Cross-Dataset Evalution

You can conduct cross-dataset evalution by just modifying several arguments in your data_cfg.

Take baseline.yaml as an example:

data_cfg:
  dataset_name: CASIA-B
  dataset_root:  your_path
  dataset_partition: ./misc/partitions/CASIA-B_include_005.json
  num_workers: 1
  remove_no_gallery: false # Remove probe if no gallery for it
  test_dataset_name: CASIA-B

Now, suppose we get the model trained on CASIA-B, and then we want to test it on OUMVLP.

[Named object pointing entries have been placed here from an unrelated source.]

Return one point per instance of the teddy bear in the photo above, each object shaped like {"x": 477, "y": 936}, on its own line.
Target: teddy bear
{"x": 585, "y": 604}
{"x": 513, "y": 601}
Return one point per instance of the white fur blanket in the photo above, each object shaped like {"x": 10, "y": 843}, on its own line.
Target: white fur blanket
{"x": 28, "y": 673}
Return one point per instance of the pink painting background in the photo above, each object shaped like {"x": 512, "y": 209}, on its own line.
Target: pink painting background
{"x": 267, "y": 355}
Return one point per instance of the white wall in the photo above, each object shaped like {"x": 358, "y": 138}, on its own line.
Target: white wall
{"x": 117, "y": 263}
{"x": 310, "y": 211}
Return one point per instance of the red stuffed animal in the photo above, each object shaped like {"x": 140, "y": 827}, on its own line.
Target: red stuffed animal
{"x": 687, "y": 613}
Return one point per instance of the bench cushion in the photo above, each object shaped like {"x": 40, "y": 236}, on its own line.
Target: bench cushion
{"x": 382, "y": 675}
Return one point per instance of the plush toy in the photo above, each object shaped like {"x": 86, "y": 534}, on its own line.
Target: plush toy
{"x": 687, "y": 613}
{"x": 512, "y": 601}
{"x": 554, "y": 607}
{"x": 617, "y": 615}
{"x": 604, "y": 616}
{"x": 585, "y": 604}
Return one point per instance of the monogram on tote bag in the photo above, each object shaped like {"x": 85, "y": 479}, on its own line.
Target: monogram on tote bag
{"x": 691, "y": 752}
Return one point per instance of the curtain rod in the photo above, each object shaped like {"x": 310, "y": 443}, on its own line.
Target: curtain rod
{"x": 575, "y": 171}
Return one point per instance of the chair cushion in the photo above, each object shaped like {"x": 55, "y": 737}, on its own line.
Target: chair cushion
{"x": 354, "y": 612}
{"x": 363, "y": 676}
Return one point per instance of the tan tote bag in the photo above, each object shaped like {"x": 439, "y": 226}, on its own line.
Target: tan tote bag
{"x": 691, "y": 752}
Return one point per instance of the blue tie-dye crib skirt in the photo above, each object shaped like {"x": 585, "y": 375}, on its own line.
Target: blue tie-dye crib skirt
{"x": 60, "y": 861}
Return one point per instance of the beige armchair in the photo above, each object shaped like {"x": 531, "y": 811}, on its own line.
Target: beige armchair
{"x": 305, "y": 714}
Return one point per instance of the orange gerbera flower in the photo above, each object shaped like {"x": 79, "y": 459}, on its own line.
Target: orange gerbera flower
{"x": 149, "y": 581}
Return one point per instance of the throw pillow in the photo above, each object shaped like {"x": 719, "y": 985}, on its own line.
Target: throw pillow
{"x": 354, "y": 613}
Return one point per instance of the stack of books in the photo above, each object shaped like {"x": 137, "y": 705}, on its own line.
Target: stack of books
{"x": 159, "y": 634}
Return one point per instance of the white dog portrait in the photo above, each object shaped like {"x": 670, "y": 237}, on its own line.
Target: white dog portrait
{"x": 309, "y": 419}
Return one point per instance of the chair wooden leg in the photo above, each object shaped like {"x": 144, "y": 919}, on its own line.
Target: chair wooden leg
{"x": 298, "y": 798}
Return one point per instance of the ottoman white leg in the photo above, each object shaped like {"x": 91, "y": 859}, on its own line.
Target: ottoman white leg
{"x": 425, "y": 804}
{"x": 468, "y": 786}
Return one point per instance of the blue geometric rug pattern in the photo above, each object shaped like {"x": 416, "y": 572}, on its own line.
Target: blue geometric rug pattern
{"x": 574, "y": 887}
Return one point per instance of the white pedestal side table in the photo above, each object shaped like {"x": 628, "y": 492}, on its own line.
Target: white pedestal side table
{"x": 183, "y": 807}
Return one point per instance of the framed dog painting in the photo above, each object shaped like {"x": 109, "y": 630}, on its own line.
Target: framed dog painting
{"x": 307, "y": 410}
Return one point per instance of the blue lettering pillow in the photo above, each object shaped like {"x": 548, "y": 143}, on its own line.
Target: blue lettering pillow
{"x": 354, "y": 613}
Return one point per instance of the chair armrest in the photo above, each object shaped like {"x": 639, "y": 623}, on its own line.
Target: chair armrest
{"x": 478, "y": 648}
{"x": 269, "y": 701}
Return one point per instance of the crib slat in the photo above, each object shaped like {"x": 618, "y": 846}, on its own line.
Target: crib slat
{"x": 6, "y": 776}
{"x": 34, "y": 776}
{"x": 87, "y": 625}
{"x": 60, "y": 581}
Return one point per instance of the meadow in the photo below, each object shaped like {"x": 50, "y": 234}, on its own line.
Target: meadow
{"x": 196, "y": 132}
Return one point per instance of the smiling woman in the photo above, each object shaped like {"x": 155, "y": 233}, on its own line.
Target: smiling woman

We should alter the dataset_root, dataset_partition and test_dataset_name, just like:

data_cfg:
  dataset_name: CASIA-B
  dataset_root:  your_OUMVLP_path
  dataset_partition: ./misc/partitions/OUMVLP.json
  num_workers: 1
  remove_no_gallery: false # Remove probe if no gallery for it
  test_dataset_name: OUMVLP

Data Augmentation

In OpenGait, there is a basic transform class almost called by all the models, this is BaseSilCuttingTransform, which is used to cut the input silhouettes.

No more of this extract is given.